Прометей, том 10 - [10]
Однако, пообщавшись с Пушкиным, Вяземская поражается его умом и огорчается горячностью и противоречивостью в его мыслях и настроениях: «Какая голова и какой сумбур в этой бедной голове!» — пишет она мужу через десять дней[81].
Возможность грозящей Пушкину высылки проскальзывает впервые в письме Веры Фёдоровны к мужу от 18 июля: «Хороша я буду, если Пушкин покинет Одессу: у меня здесь, кроме него, нет никого ни для общества, ни для того, чтобы утешать меня, ни для разговоров, прогулок, спектаклей и пр.»[82].

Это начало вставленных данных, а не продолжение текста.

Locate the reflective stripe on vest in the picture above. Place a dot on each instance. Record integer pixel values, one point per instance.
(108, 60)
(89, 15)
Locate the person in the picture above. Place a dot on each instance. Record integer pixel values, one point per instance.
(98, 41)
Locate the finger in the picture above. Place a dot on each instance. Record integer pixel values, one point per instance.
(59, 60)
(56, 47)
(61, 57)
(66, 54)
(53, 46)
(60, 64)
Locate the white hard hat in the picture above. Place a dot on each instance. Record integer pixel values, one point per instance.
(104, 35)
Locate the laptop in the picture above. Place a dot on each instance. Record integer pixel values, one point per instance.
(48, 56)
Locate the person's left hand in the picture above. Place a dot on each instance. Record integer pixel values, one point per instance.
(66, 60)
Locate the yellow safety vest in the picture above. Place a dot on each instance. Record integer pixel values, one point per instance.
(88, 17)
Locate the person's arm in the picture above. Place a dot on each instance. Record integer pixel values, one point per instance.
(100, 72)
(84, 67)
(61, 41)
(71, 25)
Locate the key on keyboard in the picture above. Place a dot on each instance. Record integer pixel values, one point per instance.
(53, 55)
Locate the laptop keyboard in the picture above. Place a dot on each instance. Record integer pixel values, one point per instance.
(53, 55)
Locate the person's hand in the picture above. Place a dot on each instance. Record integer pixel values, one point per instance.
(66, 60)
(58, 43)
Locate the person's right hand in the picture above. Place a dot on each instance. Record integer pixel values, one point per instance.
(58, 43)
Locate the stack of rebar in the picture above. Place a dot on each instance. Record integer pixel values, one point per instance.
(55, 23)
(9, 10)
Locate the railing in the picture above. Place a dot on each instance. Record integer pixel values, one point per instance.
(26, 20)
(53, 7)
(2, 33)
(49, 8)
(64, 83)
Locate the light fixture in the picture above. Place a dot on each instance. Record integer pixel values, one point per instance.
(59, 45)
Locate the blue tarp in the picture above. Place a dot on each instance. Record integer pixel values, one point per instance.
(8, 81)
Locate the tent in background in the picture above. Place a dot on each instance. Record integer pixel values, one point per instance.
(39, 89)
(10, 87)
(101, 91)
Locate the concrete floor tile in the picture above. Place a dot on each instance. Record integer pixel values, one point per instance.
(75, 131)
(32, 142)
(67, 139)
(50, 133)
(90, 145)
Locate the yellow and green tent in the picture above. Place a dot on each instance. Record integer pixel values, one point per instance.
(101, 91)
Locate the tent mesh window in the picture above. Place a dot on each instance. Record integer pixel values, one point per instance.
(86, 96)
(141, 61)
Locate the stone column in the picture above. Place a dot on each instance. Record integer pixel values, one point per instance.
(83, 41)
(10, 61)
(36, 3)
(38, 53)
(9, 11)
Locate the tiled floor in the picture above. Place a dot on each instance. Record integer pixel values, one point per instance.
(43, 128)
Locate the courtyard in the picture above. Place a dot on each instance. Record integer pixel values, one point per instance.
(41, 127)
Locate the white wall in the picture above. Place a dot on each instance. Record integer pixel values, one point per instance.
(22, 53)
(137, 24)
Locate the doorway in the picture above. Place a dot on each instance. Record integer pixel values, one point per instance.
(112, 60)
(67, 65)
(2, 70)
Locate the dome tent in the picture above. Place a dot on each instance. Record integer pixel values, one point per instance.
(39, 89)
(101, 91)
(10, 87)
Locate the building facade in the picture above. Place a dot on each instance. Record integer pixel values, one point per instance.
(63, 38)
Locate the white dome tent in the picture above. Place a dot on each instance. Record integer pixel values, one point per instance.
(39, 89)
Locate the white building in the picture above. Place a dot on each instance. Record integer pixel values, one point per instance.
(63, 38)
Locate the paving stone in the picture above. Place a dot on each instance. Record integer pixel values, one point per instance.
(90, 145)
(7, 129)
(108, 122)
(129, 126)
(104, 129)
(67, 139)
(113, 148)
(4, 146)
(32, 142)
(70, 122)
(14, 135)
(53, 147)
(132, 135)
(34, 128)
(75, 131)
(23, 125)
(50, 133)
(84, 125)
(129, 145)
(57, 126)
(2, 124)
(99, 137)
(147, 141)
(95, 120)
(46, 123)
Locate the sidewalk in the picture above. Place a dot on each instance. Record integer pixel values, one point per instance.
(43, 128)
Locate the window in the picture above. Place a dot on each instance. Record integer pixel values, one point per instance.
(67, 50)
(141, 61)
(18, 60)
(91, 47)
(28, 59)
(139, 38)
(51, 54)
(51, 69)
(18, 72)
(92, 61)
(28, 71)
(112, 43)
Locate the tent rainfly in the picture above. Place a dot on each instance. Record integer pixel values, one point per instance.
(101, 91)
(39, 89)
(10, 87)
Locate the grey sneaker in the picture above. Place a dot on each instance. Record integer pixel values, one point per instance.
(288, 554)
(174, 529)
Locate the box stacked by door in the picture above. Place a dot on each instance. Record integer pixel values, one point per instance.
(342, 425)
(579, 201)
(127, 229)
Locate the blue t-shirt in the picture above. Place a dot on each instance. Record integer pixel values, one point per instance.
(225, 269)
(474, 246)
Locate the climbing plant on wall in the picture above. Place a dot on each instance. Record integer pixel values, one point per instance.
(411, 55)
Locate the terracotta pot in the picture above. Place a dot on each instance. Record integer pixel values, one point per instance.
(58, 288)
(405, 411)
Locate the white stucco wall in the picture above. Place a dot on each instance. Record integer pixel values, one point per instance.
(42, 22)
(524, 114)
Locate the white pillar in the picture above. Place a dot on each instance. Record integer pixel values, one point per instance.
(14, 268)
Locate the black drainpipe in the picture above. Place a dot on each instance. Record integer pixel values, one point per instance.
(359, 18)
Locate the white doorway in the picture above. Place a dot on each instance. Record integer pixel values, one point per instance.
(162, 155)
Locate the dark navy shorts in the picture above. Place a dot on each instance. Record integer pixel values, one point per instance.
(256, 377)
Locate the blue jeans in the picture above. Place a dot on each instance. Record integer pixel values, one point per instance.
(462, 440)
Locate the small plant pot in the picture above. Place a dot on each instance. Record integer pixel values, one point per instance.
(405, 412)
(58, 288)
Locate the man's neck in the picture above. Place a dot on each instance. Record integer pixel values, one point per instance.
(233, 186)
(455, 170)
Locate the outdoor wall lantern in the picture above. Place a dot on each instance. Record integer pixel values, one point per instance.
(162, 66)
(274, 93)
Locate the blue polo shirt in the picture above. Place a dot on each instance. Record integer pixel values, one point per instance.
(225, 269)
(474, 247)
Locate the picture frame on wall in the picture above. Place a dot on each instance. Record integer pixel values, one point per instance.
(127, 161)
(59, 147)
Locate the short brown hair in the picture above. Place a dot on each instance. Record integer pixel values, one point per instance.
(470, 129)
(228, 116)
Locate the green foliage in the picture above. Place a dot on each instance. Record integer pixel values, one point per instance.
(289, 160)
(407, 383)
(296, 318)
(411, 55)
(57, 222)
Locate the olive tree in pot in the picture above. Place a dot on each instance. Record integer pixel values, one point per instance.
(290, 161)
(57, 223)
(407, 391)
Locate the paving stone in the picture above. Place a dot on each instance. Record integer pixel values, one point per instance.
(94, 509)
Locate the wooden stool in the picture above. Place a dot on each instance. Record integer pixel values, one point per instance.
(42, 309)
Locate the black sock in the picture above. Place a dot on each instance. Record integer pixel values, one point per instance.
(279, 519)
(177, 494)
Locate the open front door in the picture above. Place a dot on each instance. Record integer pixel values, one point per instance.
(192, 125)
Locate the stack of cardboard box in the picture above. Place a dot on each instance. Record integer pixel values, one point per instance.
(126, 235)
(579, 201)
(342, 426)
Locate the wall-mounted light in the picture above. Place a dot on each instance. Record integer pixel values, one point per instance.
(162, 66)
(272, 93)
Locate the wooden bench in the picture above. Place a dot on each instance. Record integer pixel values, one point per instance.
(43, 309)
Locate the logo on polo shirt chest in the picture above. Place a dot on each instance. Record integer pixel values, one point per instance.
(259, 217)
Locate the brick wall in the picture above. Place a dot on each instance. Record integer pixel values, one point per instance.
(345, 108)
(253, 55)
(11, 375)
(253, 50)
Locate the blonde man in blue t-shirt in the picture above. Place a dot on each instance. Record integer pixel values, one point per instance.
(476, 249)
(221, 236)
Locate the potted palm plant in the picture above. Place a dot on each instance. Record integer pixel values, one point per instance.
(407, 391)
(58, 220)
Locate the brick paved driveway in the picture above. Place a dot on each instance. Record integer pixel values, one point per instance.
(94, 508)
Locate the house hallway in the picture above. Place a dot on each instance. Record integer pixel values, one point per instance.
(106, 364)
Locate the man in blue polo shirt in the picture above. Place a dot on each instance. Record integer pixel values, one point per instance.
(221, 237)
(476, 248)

Мысли о возможности отъезда Пушкина из Одессы могли возникнуть под впечатлением письма Вяземского (от 10 июля): «…каламбур сообщи Пушкину, если он ещё у вас!» Далее Вяземский рассуждает: «Эх, он шалун! Мне страх на него досадно, да и не на его одного! Мне кажется, по тому, что пишут мне из Петербурга, что это дело криво там представлено. Грешно тем, которые не уважают дарования даже и в безумном! Дарование всё священно, хотя оно и в мутном сосуде! Сообщи и это Пушкину: тут есть ему и мадригал и эпиграмма»[83].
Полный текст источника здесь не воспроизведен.